L’opposant se réfère à des décisions antérieures de l’Office pour étayer ses arguments. Cependant, l’Office n’est pas lié par ses décisions antérieures, car chaque affaire doit être traitée séparément et en tenant compte de ses particularités. Cette pratique a été pleinement confirmée par le Tribunal, qui a déclaré que, selon une jurisprudence constante, la légalité des décisions doit être appréciée uniquement par rapport au RMUE, et non par rapport à la pratique de l’Office dans des décisions antérieures (30/06/2004, T-281/02, Mehr für Ihr Geld, EU:T:2004:198).
Bien que l’Office ait le devoir d’exercer ses compétences conformément aux principes généraux du droit de l’Union européenne, tels que le principe d’égalité de traitement et le principe de bonne administration, la manière dont ces principes sont appliqués doit être conforme au principe de légalité. Il convient également de souligner que chaque affaire doit être examinée en fonction de ses propres mérites. L’issue de chaque affaire dépendra de critères spécifiques applicables aux faits de cette affaire particulière, y compris, par exemple, les allégations, arguments et observations des parties. Enfin, une partie à une procédure devant l’Office ne peut invoquer, ni utiliser à son propre avantage, un éventuel acte illégal commis au profit d’un tiers afin d’obtenir une décision identique.
Compte tenu de ce qui précède, il s’ensuit que, même si les décisions antérieures soumises à la division d’opposition sont, dans une certaine mesure, factuellement similaires à la présente affaire, l’issue peut ne pas être la même.
Compte tenu de tout ce qui précède, la division d’opposition constate qu’il n’existe pas de risque de confusion dans l’esprit du public. Par conséquent, l’opposition doit être rejetée.
DÉPENS
Conformément à l’article 109, paragraphe 1, du RMUE, la partie qui succombe dans une procédure d’opposition doit supporter les taxes et les frais exposés par l’autre partie.

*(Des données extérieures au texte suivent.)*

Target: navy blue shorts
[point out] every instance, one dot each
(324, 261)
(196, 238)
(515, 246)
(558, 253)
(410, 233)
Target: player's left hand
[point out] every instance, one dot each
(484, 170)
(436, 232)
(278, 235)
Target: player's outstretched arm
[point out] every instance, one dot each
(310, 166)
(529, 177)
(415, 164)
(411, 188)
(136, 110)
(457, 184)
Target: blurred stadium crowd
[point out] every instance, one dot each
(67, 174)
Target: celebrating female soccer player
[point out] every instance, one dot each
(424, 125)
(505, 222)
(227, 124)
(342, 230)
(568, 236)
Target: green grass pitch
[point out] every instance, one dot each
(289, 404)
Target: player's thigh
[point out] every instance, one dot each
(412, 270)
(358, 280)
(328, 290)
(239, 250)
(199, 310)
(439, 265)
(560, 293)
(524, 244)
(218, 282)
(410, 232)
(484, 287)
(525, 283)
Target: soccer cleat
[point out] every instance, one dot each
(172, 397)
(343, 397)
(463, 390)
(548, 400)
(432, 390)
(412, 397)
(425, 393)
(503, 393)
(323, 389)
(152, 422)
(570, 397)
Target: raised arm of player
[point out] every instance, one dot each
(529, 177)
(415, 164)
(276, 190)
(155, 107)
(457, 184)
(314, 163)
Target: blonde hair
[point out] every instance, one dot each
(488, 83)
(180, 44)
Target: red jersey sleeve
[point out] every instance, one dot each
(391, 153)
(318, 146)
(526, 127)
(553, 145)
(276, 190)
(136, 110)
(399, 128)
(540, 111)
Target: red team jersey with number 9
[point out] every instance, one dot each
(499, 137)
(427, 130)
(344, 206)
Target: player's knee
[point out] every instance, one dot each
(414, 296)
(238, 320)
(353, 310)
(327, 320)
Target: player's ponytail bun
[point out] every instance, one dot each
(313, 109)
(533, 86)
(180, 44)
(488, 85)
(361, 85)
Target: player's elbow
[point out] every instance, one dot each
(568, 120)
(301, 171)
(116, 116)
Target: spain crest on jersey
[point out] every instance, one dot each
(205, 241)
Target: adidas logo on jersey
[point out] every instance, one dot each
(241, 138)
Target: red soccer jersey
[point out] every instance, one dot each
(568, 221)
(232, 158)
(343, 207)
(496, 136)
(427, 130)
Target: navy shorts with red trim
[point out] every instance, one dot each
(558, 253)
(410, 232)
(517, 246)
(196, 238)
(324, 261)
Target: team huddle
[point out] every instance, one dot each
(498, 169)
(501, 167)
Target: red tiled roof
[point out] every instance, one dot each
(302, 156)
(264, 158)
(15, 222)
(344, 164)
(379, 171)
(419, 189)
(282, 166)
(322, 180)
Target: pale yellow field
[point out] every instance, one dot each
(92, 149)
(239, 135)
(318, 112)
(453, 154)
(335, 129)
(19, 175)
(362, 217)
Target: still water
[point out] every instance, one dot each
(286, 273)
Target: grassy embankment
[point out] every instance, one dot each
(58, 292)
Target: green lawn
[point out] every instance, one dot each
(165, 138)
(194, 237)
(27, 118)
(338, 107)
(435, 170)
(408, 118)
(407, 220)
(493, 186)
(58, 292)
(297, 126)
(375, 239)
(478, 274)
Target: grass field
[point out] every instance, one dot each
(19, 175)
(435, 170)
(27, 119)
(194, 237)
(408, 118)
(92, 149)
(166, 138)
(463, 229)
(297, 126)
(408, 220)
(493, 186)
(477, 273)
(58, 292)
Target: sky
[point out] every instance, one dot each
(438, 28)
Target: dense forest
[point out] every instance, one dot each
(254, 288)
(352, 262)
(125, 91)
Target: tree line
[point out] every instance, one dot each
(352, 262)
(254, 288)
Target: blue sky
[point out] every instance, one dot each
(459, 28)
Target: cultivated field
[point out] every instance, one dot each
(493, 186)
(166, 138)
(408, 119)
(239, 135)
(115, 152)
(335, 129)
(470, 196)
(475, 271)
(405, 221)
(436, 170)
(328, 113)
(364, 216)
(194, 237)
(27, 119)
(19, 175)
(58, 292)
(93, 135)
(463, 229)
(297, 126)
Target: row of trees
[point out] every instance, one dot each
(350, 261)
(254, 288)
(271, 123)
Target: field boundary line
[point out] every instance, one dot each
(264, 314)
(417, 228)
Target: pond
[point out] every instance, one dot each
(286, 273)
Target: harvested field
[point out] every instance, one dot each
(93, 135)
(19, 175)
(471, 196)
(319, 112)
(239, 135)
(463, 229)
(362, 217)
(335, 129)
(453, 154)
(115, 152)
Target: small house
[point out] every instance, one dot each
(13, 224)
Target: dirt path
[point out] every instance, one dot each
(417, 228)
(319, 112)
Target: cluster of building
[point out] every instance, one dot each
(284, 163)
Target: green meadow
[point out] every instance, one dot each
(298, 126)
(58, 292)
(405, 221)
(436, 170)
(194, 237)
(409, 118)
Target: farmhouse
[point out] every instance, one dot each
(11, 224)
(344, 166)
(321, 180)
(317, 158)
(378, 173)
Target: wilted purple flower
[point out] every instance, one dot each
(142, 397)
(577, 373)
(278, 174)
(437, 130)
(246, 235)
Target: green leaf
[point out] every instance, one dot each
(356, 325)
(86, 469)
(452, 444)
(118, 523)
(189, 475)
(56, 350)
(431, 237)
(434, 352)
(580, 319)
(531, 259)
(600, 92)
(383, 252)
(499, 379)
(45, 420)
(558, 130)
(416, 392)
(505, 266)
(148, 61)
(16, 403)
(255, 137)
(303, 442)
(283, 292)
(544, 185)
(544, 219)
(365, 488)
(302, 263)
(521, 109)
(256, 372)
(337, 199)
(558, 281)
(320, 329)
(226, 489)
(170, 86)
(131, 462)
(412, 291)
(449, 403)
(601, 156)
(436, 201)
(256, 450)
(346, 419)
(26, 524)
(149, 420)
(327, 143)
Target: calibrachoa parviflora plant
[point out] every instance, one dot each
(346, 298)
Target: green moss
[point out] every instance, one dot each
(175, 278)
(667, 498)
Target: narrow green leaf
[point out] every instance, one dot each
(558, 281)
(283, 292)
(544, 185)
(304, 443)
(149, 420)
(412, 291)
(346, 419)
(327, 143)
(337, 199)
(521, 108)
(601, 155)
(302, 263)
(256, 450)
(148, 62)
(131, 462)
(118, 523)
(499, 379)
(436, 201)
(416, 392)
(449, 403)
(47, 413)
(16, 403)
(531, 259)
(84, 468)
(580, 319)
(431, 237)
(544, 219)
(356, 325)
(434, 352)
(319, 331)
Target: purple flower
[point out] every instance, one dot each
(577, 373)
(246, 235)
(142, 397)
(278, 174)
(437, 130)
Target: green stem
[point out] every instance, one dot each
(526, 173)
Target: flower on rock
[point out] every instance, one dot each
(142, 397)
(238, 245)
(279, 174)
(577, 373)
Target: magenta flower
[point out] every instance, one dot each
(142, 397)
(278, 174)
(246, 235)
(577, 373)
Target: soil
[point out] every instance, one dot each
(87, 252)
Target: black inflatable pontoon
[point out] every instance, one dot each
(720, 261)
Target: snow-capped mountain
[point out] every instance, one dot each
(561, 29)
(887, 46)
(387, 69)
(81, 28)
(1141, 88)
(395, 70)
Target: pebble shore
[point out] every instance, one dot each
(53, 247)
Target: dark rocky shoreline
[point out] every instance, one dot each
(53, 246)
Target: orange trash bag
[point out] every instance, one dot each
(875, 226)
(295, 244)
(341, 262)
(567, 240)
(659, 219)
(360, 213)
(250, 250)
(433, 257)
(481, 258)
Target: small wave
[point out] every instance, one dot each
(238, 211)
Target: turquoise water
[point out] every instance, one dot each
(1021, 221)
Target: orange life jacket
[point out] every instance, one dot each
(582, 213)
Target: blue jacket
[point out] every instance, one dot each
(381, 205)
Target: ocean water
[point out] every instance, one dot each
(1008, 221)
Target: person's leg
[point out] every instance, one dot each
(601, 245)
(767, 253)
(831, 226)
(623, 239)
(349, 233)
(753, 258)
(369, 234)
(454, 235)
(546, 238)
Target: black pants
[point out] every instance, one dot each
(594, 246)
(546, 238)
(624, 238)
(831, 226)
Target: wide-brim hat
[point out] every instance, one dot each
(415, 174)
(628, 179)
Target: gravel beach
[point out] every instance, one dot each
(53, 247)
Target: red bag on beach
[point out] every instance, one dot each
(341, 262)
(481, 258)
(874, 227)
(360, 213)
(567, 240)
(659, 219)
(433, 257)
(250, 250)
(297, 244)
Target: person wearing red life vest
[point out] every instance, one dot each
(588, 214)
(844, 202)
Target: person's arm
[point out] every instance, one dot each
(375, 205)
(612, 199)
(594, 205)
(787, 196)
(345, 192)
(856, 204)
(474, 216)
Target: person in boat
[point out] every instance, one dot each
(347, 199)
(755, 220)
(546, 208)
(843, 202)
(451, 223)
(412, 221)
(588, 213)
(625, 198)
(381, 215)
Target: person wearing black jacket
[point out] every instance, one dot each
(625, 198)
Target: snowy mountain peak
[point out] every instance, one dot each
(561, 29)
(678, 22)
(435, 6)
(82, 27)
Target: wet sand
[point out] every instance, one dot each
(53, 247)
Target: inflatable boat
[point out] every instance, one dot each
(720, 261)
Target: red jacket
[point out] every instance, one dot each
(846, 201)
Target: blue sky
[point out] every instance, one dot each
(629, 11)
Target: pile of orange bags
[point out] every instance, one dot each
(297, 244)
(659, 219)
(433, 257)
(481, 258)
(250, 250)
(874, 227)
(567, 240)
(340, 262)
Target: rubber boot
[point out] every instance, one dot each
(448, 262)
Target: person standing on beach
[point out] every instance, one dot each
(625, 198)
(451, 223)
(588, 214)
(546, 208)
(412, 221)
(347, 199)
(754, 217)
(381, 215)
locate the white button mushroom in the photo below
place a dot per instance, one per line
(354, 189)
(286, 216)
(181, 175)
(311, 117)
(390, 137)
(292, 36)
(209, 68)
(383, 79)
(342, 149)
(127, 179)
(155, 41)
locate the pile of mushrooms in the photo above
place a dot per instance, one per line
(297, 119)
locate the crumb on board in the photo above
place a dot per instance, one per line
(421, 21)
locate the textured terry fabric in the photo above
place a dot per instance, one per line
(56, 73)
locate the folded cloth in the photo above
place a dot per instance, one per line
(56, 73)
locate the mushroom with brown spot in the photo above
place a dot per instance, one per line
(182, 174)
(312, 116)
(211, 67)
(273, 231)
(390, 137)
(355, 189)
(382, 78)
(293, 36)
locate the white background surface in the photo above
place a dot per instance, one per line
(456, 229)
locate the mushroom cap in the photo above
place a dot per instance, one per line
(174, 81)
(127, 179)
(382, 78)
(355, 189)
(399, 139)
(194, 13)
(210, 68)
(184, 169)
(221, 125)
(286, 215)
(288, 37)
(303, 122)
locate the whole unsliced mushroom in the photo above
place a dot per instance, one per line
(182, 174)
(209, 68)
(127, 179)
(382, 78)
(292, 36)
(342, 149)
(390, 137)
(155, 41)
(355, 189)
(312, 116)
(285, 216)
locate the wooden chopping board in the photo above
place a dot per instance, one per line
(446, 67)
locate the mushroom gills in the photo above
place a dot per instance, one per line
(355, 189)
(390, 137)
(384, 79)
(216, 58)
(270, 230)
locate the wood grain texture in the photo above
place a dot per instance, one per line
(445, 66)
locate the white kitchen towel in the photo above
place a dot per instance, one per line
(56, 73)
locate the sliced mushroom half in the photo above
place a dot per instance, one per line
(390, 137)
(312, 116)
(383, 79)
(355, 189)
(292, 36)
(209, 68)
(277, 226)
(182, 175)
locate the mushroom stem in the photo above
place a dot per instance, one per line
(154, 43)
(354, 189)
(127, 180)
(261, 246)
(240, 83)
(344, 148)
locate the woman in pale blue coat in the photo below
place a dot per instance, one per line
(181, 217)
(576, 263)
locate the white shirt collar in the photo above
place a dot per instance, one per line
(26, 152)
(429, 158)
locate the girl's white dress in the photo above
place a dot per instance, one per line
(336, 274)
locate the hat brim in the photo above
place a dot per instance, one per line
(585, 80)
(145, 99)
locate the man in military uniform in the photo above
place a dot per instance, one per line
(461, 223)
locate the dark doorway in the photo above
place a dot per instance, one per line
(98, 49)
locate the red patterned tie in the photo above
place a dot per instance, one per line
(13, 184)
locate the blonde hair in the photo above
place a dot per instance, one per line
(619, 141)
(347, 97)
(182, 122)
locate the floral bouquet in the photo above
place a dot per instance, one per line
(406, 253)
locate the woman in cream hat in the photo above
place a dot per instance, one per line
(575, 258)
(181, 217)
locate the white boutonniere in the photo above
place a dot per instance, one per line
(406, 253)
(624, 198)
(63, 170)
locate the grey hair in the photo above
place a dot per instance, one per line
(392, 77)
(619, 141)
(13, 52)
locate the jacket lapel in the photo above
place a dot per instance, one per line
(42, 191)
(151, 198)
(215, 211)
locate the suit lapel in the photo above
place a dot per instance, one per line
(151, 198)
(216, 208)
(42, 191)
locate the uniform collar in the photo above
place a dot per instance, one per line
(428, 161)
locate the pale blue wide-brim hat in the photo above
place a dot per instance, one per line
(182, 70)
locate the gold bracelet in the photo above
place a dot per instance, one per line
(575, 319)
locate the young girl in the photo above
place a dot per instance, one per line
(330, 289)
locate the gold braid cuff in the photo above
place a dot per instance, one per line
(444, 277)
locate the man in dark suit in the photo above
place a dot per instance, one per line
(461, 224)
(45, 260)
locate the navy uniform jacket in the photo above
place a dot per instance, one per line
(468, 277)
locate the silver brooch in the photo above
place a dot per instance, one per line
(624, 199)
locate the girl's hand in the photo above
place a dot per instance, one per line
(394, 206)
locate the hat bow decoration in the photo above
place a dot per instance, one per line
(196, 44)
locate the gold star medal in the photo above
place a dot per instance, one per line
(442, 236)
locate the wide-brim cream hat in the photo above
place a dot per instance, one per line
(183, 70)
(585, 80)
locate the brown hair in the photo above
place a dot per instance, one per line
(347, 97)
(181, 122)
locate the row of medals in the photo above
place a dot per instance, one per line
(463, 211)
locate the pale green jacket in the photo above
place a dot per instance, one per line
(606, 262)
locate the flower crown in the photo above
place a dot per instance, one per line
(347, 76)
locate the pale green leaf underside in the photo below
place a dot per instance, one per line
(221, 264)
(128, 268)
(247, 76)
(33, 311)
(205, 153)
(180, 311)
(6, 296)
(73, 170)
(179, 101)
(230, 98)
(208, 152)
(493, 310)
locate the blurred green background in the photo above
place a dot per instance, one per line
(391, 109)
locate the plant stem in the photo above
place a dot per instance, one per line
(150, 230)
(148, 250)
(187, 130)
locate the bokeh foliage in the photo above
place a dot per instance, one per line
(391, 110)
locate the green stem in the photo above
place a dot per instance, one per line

Étant donné que l’opposant est la partie qui succombe, il doit supporter les frais exposés par le demandeur au cours de la présente procédure.
Conformément à l’article 109, paragraphe 7, du RMUE et à l’article 18, paragraphe 1, sous c), i), du RMCUE, les frais à payer au demandeur sont les frais de représentation, qui sont fixés sur la base du taux maximal y prévu.
La division d’opposition
Anna BAKALARZ Lidiya NIKOLOVA Ivo TSENKOV
Décision sur opposition nº B 3 242 139 Page 6 sur 6
Conformément à l’article 67 du RMUE, toute partie lésée par la présente décision a le droit de former un recours contre la présente décision. Conformément à l’article 68 du RMUE, une déclaration de recours doit être déposée par écrit auprès de l’Office dans un délai de deux mois à compter de la date de la notification de la présente décision. Elle doit être déposée dans la langue de la procédure dans laquelle la décision faisant l’objet du recours a été rendue. En outre, un mémoire exposant les motifs du recours doit être déposé dans un délai de quatre mois à compter de la même date. La déclaration de recours n’est réputée déposée qu’après le paiement de la taxe de recours de 720 EUR.